Ela será sua maior companheira, mas não poderá falar dela. Essa grande parte de você é um tabu. Então, que esses segredos todos fiquem entre nós. Podemos deixar alguém desconfortável. Converse com amigos em comum com a dona morte, reúna seus amigos órfãos e faça piadas sobre como seus companeheiros não terão problemas com as sogras e sogros. Dê boas risadas, porque não há nada mais mesmo que possa fazer. Se o fim é inevitável, divirta-se em qualquer pedaço de caminho. Aí levante-se da mesa de jantar, escove os dentes e coloque seu pijama. Vá dormir, que amanhã começa um novo dia.

3 comentários:

Anônimo disse...

Descobri o blog agora.
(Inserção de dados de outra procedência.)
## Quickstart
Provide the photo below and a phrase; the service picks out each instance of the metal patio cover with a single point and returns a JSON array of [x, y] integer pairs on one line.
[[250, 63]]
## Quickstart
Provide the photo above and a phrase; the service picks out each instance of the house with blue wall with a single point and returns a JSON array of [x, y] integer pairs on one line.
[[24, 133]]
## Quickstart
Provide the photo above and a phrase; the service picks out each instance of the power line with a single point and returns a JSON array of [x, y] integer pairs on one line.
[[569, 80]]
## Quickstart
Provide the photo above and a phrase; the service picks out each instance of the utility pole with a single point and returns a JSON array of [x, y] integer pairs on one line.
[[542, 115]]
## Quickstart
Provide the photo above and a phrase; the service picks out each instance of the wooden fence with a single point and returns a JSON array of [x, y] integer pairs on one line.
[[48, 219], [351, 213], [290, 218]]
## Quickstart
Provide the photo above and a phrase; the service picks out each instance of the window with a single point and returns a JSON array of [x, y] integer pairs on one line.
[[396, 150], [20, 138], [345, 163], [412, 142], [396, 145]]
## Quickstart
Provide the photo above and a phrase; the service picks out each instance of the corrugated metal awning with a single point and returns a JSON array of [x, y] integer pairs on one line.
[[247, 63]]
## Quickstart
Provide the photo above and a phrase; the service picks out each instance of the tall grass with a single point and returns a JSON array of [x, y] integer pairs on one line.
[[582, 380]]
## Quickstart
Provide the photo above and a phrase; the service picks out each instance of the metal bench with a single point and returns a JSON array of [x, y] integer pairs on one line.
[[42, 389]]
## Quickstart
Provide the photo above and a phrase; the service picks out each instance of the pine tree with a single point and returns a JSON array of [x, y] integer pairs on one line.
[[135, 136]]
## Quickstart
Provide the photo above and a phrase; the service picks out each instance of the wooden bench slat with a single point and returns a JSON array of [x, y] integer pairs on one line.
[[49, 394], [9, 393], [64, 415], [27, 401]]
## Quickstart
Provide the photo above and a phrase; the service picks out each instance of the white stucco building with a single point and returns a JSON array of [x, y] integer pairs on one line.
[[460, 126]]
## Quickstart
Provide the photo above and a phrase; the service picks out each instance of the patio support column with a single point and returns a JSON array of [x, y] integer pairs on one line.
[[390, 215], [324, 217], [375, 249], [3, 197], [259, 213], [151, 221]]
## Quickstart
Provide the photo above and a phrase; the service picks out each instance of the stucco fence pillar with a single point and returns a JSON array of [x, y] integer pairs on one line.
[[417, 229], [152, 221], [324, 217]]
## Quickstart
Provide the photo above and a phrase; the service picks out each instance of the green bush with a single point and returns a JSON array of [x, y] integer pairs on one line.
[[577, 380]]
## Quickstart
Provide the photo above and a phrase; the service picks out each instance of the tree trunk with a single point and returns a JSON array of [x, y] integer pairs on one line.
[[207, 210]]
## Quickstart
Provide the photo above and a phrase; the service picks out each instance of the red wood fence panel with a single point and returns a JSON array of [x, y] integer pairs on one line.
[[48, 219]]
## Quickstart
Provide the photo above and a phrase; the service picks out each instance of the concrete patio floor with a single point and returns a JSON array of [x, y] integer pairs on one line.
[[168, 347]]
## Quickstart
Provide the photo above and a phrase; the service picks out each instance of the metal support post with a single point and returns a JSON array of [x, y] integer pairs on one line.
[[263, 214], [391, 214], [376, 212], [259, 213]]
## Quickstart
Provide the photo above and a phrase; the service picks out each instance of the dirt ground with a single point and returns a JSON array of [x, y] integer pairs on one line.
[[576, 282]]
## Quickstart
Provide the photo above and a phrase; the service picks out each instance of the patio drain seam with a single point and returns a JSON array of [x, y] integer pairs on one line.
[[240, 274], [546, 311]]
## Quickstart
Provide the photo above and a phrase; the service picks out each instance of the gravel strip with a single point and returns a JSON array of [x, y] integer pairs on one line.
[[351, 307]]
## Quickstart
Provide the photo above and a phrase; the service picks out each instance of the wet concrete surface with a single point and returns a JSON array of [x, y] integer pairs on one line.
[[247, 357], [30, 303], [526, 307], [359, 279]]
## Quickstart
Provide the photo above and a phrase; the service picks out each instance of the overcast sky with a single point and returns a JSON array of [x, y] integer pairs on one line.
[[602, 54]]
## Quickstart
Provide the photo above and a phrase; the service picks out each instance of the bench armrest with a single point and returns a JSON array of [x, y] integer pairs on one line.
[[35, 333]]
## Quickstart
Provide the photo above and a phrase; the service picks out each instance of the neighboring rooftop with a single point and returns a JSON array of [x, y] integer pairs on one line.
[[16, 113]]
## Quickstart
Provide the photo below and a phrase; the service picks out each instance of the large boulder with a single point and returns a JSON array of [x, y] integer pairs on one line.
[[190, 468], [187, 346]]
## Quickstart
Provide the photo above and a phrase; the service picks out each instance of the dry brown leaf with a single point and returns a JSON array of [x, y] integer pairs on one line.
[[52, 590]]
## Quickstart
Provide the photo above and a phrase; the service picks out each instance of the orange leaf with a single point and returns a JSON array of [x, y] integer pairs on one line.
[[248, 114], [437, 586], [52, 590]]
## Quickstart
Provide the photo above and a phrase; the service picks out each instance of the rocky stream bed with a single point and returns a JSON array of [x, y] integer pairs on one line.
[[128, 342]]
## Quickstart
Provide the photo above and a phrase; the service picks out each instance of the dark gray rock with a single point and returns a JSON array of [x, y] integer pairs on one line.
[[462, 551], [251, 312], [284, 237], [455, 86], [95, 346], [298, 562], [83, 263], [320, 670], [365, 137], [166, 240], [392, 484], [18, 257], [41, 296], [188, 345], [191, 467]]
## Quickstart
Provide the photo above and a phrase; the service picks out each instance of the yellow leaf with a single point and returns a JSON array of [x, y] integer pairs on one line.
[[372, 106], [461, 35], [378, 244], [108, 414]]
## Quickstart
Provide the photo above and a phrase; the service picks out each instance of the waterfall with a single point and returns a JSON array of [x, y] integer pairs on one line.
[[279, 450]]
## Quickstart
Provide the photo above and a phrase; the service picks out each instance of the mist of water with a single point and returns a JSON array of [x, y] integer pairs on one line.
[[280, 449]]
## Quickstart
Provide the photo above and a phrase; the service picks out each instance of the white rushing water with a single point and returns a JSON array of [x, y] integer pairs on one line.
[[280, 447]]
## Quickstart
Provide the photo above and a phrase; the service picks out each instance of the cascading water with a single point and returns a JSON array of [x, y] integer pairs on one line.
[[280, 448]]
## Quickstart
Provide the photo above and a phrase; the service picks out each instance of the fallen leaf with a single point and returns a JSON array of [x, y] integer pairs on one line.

Achei belíssimo o texto, me vi nele em vários momentos, sou de Abaeté, interior de Minas, lembro da minha primeira morte em família, da dor, da sensação de estranheza, impotência, de ver meu pai chorando pela primeira e única vez... do sistema de auto falante da igreja anunciando na cidade a morte do vovô... e no velório achei estranho todos comendo, falando, contando piadas e o meu vovô lá, deitado...

Enfim, li e me emocionei...

Abraços,

Allysson Oliveira
allyssonoliveira@yahoo.com.br

Anônimo disse...

Reli o texto... vi que comentei minha experiência infantil. Depois do vovô tantos se foram, parentes, amigos dos meus pais, meus amigos.

Hoje sou um quarentão e estou, claro, mais perto da morte do que quando criança.

Ela que fascina uns ainda é pra mim algo misterioso, com doses de desconforto.

Jim Morrison dizia não temer a morte, que a vida dói mais. Eu tenho meus medos...

Nunca deixei de pensar na visão do meu pai chorando ante a morte do vovô... meu pai enfrentava qualquer coisa, meu superherói infantil...

Acho que temo a morte... e como dizia Rubem Braga: "como passam os anos"...

Por outro lado ao pensar na imortalidade me lembrava de um filme onde o personagem imortal via todos os entes queridos e amigos morrerem. No fim ele estava vivo e só. Isso me assustou também.

Quase 8 da manhã, estou saindo do meu plantão e acho que preciso beber algo. Vou divagar com meus botões um pouco...

Allysson Oliveira

Mônica Padilha disse...

Linda!! como é bom colocar os sentimento para fora em forma de palavras. Você faz isso maravilhosamente bem!